Objectifs en matière de population

  • Maintenir la taille de la population, en moyenne sur les cinq prochaines années, au niveau actuel ou au-dessus.
  • Maintenir le nombre de femelles reproductrices dans la population, en moyenne sur les cinq prochaines années, à des niveaux qui permettent d’atteindre un taux de croissance neutre ou positif.
  • Entreprendre des études pour déterminer des objectifs quantitatifs et démographiques qui représentent la viabilité à long terme de cette population.

Objectifs en matière de répartition

  • Veiller à ce que l’épaulard migrateur continue d’utiliser son aire de répartition connue.
  • Veiller à ce qu’il y ait des proies, et ce, en quantités adéquates pour appuyer le rétablissement dans toute l’aire de répartition de l’épaulard migrateur qui est actuellement connue.
  • Réaliser des études visant à déterminer dans quelle mesure l’aire de répartition est utilisée à l’échelle de la population et des sous-populations.

Objectifs en matière de rétablissement

On a relevé de nombreuses menaces d’origine anthropique qui pèsent sur l’épaulard migrateur. Les menaces les plus pressantes sont : 1) les contaminants chimiques (tant hérités que nouveaux); 2) les perturbations physique et acoustique (tant chroniques qu’aiguës). Cependant, l’épaulard migrateur est également vulnérable aux polluants biologiques, aux métaux traces, aux déversements de substances toxiques, aux collisions avec les bateaux et aux effets de l’abattage sélectif sur ses proies.

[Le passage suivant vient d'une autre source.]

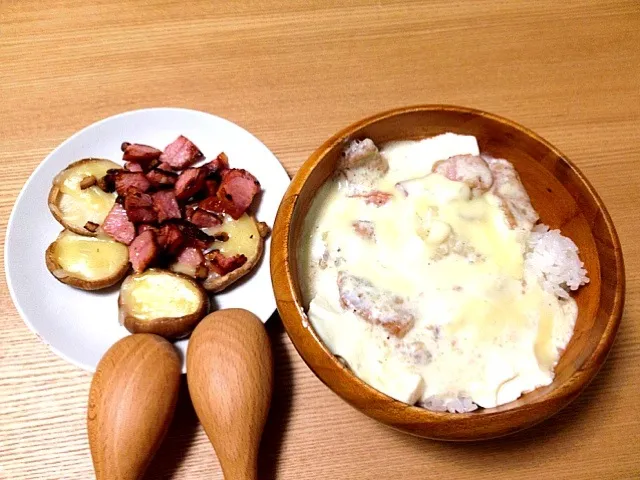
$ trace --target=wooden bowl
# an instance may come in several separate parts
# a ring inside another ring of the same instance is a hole
[[[560,228],[580,249],[591,282],[574,298],[575,333],[554,382],[497,408],[440,413],[396,401],[368,386],[322,343],[303,310],[296,259],[314,194],[332,174],[345,142],[421,139],[444,132],[474,135],[480,150],[513,162],[541,221]],[[273,229],[271,276],[278,310],[296,349],[331,390],[391,427],[440,440],[479,440],[530,427],[558,412],[587,386],[614,341],[624,303],[624,264],[618,236],[600,197],[558,149],[526,128],[479,110],[426,105],[384,112],[334,135],[302,165],[280,204]]]

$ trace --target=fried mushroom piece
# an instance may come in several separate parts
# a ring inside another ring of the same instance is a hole
[[[104,237],[63,230],[45,252],[51,274],[81,290],[100,290],[119,282],[129,271],[126,245]]]
[[[168,270],[151,268],[129,275],[120,287],[120,323],[131,333],[182,338],[208,310],[204,289],[193,279]]]

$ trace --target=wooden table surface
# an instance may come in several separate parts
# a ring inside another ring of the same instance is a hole
[[[273,318],[276,393],[261,478],[640,478],[637,0],[2,0],[0,235],[47,153],[112,114],[181,106],[226,117],[293,175],[338,129],[417,103],[511,118],[589,177],[627,266],[616,344],[595,381],[553,419],[504,439],[446,444],[351,409]],[[30,333],[2,279],[0,478],[94,478],[85,431],[91,375]],[[146,478],[222,478],[186,388]]]

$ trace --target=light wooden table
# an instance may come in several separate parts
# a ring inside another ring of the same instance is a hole
[[[627,303],[616,345],[591,386],[553,419],[501,440],[445,444],[397,433],[344,404],[273,319],[276,393],[262,478],[640,478],[637,0],[1,0],[0,235],[38,162],[118,112],[169,105],[224,116],[293,175],[339,128],[416,103],[504,115],[580,166],[624,249]],[[91,376],[29,332],[4,283],[0,308],[0,478],[93,478]],[[221,478],[186,389],[147,478]]]

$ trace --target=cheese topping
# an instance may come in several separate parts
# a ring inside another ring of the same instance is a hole
[[[410,404],[462,398],[494,407],[551,383],[575,302],[526,271],[529,231],[510,227],[499,197],[430,173],[437,160],[478,155],[475,138],[393,142],[381,153],[389,170],[374,189],[392,194],[388,202],[350,196],[336,177],[307,216],[302,293],[327,347],[365,382]],[[345,273],[378,297],[341,291]],[[404,336],[378,321],[399,303],[414,319]]]
[[[140,320],[190,315],[202,302],[200,291],[188,278],[153,270],[128,277],[120,294],[128,312]]]
[[[115,275],[129,261],[126,245],[70,231],[58,237],[53,254],[65,272],[90,281]]]
[[[60,193],[55,203],[65,222],[78,228],[87,222],[102,224],[113,207],[116,194],[106,193],[95,185],[82,190],[80,182],[91,175],[100,179],[111,168],[120,168],[120,165],[96,159],[72,166],[56,177]]]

Les quatre premiers objectifs de rétablissement donnent une orientation sur les stratégies et les approches qui peuvent servir à atténuer ou à éliminer chacune des menaces auxquelles est confronté l’épaulard migrateur. Les quatre derniers ciblent l’information nécessaire pour acquérir une connaissance plus approfondie de ces menaces, ce qui permettra d’améliorer les mesures d’atténuation.

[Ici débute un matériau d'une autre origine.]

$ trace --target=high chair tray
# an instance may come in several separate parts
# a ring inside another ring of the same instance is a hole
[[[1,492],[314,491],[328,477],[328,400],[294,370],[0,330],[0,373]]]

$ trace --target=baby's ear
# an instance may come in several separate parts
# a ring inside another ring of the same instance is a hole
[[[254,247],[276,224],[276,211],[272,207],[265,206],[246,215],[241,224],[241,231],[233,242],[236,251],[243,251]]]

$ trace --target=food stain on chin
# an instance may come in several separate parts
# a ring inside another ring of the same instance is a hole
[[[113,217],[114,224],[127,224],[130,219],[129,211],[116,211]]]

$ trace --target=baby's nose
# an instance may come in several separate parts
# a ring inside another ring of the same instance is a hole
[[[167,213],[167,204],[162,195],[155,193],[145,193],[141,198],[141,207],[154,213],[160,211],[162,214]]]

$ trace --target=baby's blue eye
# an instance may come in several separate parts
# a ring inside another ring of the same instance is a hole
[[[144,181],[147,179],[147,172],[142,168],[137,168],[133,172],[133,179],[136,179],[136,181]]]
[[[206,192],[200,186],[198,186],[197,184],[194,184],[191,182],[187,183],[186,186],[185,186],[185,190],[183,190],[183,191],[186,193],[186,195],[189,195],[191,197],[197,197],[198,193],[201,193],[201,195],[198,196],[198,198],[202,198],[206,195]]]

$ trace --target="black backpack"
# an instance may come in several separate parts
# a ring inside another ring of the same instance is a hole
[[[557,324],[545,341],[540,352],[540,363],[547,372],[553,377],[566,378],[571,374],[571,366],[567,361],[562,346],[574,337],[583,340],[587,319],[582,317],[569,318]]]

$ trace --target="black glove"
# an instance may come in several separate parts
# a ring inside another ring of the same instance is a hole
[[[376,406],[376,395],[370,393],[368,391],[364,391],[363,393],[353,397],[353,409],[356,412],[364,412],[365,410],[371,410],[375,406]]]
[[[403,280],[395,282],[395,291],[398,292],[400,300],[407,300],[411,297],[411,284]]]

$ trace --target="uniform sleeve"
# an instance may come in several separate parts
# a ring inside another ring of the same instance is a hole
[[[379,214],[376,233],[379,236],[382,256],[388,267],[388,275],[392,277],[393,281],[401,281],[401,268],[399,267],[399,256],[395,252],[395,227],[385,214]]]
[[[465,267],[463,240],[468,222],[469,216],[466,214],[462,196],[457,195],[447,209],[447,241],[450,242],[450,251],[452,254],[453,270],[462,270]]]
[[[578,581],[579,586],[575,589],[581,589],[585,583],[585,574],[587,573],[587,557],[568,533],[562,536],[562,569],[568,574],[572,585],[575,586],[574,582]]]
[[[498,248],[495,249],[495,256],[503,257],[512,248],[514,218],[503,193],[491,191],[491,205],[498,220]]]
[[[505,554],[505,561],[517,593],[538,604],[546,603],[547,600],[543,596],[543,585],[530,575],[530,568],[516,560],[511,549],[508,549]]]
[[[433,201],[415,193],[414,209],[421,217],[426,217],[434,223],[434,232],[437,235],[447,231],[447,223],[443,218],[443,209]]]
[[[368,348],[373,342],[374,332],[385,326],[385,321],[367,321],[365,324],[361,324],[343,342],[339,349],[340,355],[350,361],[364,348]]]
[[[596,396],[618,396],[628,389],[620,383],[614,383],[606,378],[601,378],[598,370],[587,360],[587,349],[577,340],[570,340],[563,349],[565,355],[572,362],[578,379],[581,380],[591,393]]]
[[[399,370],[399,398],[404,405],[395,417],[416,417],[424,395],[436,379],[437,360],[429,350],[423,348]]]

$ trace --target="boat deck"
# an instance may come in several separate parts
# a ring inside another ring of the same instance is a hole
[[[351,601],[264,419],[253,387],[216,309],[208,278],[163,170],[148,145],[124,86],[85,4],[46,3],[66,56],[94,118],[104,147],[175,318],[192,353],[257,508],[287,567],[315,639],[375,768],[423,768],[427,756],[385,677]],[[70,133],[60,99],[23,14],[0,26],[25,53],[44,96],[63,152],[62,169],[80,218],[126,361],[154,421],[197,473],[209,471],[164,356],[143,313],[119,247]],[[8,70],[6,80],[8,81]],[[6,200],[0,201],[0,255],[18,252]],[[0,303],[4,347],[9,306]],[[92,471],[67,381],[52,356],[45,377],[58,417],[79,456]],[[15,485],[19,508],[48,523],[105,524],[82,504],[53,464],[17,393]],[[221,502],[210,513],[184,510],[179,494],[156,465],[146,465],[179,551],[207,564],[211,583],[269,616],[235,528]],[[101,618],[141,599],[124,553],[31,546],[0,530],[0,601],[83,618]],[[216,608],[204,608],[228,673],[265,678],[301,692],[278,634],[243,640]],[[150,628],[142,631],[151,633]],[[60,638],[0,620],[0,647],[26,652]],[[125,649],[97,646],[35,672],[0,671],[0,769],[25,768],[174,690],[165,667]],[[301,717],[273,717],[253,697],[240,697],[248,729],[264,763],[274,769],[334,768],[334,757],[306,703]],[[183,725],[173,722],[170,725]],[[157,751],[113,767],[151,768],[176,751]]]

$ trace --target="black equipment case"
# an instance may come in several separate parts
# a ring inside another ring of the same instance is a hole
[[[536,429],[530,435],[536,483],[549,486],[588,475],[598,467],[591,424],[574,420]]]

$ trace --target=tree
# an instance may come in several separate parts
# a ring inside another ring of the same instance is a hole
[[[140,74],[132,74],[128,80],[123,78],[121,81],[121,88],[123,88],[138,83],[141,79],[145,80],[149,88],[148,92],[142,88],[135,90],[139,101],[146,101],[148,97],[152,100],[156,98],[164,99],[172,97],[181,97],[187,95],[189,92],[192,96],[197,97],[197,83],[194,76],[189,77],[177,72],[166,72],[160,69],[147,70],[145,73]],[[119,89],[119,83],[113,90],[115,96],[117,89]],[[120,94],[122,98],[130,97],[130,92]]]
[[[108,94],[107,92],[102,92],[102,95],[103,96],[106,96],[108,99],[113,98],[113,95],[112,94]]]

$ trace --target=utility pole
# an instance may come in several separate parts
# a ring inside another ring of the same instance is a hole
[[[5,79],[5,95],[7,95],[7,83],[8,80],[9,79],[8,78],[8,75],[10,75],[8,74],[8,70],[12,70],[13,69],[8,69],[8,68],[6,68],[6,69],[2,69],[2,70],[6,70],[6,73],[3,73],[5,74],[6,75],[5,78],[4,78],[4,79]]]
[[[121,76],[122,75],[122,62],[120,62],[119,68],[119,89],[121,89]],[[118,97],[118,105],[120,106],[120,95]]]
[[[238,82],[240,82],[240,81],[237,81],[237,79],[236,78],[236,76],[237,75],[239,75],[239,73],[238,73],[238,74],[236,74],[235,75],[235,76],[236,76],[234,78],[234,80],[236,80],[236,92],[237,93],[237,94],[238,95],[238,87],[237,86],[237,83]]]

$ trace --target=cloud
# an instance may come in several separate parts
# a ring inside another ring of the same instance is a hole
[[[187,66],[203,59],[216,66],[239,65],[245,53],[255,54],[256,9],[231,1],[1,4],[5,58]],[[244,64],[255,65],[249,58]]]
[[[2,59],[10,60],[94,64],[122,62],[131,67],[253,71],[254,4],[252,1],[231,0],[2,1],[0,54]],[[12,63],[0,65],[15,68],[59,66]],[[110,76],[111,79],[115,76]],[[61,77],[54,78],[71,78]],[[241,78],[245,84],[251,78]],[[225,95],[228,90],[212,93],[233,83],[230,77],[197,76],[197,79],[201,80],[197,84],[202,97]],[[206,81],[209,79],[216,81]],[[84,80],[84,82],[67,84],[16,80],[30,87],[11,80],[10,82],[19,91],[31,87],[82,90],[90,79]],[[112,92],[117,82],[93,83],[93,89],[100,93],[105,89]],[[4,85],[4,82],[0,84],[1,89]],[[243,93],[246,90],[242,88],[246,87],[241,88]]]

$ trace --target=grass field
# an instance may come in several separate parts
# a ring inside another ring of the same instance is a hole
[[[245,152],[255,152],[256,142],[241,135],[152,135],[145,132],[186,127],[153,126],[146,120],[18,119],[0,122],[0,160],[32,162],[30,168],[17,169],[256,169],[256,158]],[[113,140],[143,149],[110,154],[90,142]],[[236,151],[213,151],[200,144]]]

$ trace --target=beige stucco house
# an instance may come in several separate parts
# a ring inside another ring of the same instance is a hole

  • Limiter l’exposition des épaulards migrateurs aux polluants hérités et nouveaux.
  • Limiter le risque que représentent des réductions des populations de proies attribuables à des activités humaines, jusqu’à ce que l’on puisse déterminer leurs besoins précis.
  • Maintenir les mesures actuelles visant à protéger l’épaulard migrateur contre la perturbation causée par des bateaux, ou les modifier si d’autres d’études en démontrent la nécessité.
  • Réduire l’exposition de l’épaulard migrateur à des niveaux sonores aigus ou chroniques dépassant ceux que l’on considère responsables de troubles comportementaux ou physiques chez les cétacés.
  • Déterminer la quantité, la qualité et la répartition des proies dont a besoin l’épaulard migrateur pour maintenir le niveau actuel de la population ou l’augmenter.
  • Améliorer notre compréhension des effets qu’ont les contaminants et les autres polluants biologiques et non biologiques sur l’épaulard migrateur.
  • Évaluer les effets de la perturbation causée par les bateaux sur l’épaulard migrateur.
  • Améliorer notre compréhension des effets du bruit chronique et aigu sur l’épaulard migrateur.

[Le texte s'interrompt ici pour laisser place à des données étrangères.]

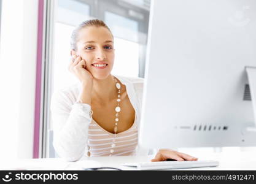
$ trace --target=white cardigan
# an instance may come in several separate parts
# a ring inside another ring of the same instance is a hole
[[[137,155],[147,155],[149,150],[142,148],[139,141],[139,128],[144,86],[143,78],[131,78],[114,75],[126,86],[127,94],[137,115],[138,146]],[[76,103],[81,89],[80,82],[53,93],[50,110],[53,127],[53,147],[61,158],[76,161],[87,156],[87,140],[91,106]]]

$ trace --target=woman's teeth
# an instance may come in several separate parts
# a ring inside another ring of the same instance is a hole
[[[106,66],[107,64],[93,64],[93,66],[96,66],[96,67],[104,67]]]

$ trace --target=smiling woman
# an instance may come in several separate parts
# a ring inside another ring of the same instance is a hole
[[[144,79],[111,74],[114,48],[101,20],[85,21],[73,31],[69,70],[79,83],[54,93],[51,104],[53,146],[68,161],[147,153],[138,140]],[[168,158],[196,159],[160,150],[152,161]]]

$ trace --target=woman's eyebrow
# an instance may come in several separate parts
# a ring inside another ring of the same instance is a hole
[[[87,42],[84,42],[83,44],[91,44],[91,43],[95,43],[95,41],[87,41]],[[104,43],[113,43],[113,41],[112,41],[112,40],[106,40],[106,41],[104,42]]]

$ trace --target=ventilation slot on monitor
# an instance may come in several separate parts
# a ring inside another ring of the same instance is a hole
[[[244,86],[244,101],[251,101],[250,86],[249,84],[246,84]]]
[[[212,125],[195,125],[193,130],[198,131],[227,131],[227,126],[212,126]]]

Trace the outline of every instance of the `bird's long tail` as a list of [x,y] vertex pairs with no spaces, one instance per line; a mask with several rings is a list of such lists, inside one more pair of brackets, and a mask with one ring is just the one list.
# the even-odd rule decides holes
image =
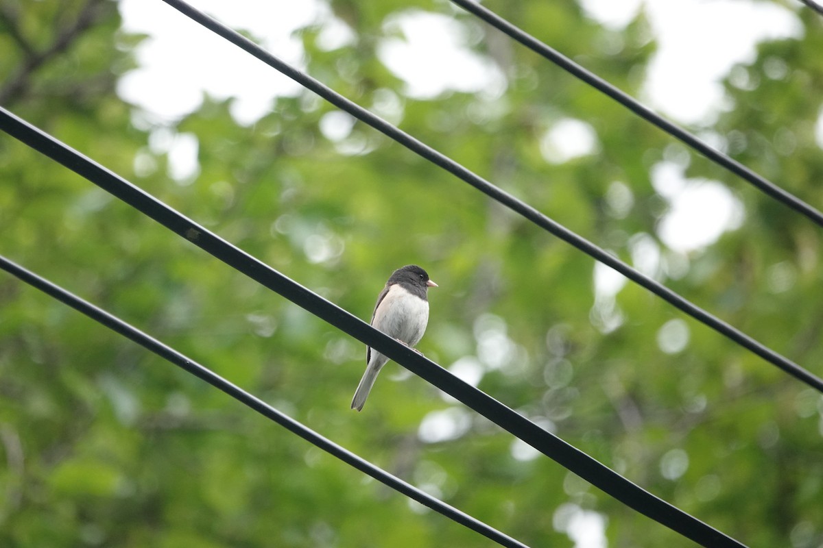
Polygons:
[[360,383],[357,385],[357,389],[355,390],[355,397],[351,399],[352,409],[360,411],[363,408],[365,398],[369,397],[371,387],[374,385],[374,381],[377,380],[377,374],[380,372],[381,365],[378,365],[373,360],[372,363],[370,363],[369,366],[365,368],[365,373],[363,374],[363,378],[360,379]]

Le présent programme de rétablissement décrit des stratégies pour atteindre ces objectifs, dont bon nombre sont atteignables au cours des cinq prochaines années. Elles serviront également à réduire les lacunes sur le plan des connaissances relatives à l’épaulard migrateur et aideront à déterminer son habitat essentiel. Même si l’on ne s’attend pas à ce que la population migratrice atteigne des niveaux d’abondance élevés – l’épaulard étant un prédateur de niveau trophique supérieur ayant un faible taux de reproduction –, les mesures décrites aux présentes serviront à réduire sa vulnérabilité à des menaces d’origine anthropique et à faire en sorte qu’elle ne soit pas désignée comme étant en voie de disparition.